Os saludo también a vosotros, amadísimos hermanos en el episcopado de Brasil y del mundo, y a los que representáis a los ordinariatos para los fieles de ritos orientales; asimismo, os saludo a vosotros, sacerdotes, religiosos, religiosas y animadores de la Misión popular de la archidiócesis, y a vosotros, delegados del Congreso teológico-pastoral, así como a los representantes de las Iglesias cristianas de diferentes denominaciones, y de la comunidad musulmana, aquí presentes. Deseo saludar a todos, con la expresión de mi profundo afecto, mis mejores deseos y mi bendición.

El plan original de Dios

3. Volvamos espiritualmente al banquete nupcial de Caná de Galilea, cuya descripción evangélica nos permite contemplar el matrimonio en su perspectiva sacramental. Como leemos en el libro del Génesis, el hombre deja a su padre y a su madre, y se une a su mujer para formar con ella, en cierto sentido, un solo cuerpo (cf. Gn 2, 24). Cristo repetirá estas palabras del Antiguo Testamento hablando a los fariseos, que le hacían preguntas relacionadas con la indisolubilidad del matrimonio. De hecho, se referían a las prescripciones de la ley de Moisés, que permitían, en ciertos casos, la separación de los cónyuges, o sea, el divorcio. Cristo les respondió: «Moisés teniendo en cuenta la dureza de vuestro corazón, os permitió repudiar a vuestras mujeres, pero al principio no fue así» (Mt 19, 8). Y citó las palabras del libro del Génesis: «¿No habéis leído que el Creador, desde el comienzo, los hizo varón y mujer (...). Por eso dejará el hombre a su padre y a su madre y se unirá a su mujer, y los dos se harán una sola carne? De manera que ya no son dos, sino una sola carne. Pues bien, lo que Dios unió no lo separe el hombre» (Mt 19, 4-6).
Así pues, en la base de todo el orden social se encuentra este principio de unidad e indisolubilidad del matrimonio, principio sobre el que se funda la institución de la familia y toda la vida familiar. Ese principio recibe confirmación y nueva fuerza en la elevación del matrimonio a la dignidad de sacramento.
Y ¡qué grande es esa dignidad, amadísimos hermanos y hermanas! Se trata de la participación en la vida de Dios, o sea, de la gracia santificante y de las innumerables gracias que corresponden a la vocación al matrimonio, a ser padres y a la vida familiar.
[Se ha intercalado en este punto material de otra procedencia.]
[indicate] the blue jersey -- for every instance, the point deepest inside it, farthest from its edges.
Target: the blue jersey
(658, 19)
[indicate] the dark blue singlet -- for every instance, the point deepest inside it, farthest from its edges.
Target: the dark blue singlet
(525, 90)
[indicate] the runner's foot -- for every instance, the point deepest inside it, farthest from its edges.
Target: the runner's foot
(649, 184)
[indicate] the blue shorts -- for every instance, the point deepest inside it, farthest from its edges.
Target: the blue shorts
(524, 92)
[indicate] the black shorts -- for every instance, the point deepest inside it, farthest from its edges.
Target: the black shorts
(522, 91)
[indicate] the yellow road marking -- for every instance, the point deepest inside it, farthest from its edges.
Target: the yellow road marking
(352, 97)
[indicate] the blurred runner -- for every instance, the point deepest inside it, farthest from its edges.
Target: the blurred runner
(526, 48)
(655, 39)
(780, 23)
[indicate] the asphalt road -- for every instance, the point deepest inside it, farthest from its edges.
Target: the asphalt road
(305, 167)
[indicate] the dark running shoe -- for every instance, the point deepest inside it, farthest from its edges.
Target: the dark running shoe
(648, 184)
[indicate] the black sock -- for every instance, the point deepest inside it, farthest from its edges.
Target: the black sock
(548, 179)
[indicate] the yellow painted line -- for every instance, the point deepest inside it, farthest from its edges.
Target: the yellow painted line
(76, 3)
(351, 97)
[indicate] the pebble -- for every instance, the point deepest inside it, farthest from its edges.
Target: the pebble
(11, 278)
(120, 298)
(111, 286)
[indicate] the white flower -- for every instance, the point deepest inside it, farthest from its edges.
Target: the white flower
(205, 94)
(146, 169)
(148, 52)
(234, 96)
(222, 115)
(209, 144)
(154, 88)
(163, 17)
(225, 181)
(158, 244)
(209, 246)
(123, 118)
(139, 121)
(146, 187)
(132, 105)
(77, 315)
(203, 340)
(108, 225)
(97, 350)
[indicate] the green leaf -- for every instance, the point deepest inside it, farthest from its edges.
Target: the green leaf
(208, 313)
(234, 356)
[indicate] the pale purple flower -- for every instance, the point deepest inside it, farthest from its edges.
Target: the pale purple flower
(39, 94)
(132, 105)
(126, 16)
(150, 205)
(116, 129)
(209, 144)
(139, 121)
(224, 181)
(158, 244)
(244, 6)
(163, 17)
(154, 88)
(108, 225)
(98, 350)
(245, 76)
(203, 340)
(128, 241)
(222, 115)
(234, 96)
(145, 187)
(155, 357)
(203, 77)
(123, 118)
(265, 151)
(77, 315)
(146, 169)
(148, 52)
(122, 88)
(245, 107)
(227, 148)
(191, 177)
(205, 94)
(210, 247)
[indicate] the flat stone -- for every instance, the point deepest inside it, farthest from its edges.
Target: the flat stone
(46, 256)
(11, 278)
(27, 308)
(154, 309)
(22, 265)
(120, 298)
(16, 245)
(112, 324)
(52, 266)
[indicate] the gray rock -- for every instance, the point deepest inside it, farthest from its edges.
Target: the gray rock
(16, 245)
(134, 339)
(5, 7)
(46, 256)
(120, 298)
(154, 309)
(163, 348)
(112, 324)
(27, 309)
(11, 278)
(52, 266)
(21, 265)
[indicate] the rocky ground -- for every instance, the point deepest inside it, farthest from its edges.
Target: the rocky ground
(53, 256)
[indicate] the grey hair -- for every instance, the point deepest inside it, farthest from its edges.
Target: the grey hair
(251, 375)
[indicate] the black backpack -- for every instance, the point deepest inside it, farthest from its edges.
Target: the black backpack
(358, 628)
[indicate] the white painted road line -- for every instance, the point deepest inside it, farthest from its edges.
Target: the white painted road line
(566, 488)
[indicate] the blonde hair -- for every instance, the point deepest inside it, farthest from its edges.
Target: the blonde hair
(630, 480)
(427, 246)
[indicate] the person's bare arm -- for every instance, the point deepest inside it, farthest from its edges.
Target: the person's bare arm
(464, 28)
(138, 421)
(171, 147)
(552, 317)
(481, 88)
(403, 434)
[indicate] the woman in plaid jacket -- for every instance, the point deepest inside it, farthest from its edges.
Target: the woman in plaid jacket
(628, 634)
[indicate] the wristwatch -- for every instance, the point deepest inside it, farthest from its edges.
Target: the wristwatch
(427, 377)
Incluso parece que el acontecimiento de Caná de Galilea nos lleva a eso, con la admirable conversión del agua en vino. El agua, nuestra bebida más común, adquiere, gracias a la acción de Cristo, un nuevo carácter: se convierte en vino, es decir, en una bebida, en cierto sentido, más valiosa. El sentido de este símbolo —del agua y del vino— encuentra su expresión en la santa misa. Durante el ofertorio, añadiendo un poco de agua al vino, pedimos a Dios, a través de Cristo, participar de su vida en el sacrificio eucarístico. El matrimonio —el ser padres, la maternidad, la paternidad, la familia—pertenece al orden de la naturaleza, desde que Dios creó al hombre y a la mujer; y mediante la acción de Cristo, es elevado al orden sobrenatural. El sacramento del matrimonio se transforma en el modo de participar de la vida de Dios. El hombre y la mujer que creen en Cristo, que se unen como esposos, pueden, por su parte, confesar: nuestros cuerpos están redimidos, nuestra unión conyugal está redimida. Están redimidos el ser padres, la maternidad, la paternidad y todo lo que conlleva el sello de la santidad.
Esta verdad aparece en toda su claridad cuando se lee, por ejemplo, la vida de los padres de santa Teresa del Niño Jesús; y este es sólo uno de los innumerables ejemplos. Muchos son, en efecto, los frutos de la institución sacramental del matrimonio. Con este Encuentro en Río de Janeiro, demos gracias a Dios por todos estos frutos, por toda la obra de santificación de los matrimonios y de las familias, que debemos a Cristo. Por eso, la Iglesia no cesa de presentar en su integridad la doctrina de Cristo sobre el matrimonio, en lo que se refiere a su unidad e indisolubilidad.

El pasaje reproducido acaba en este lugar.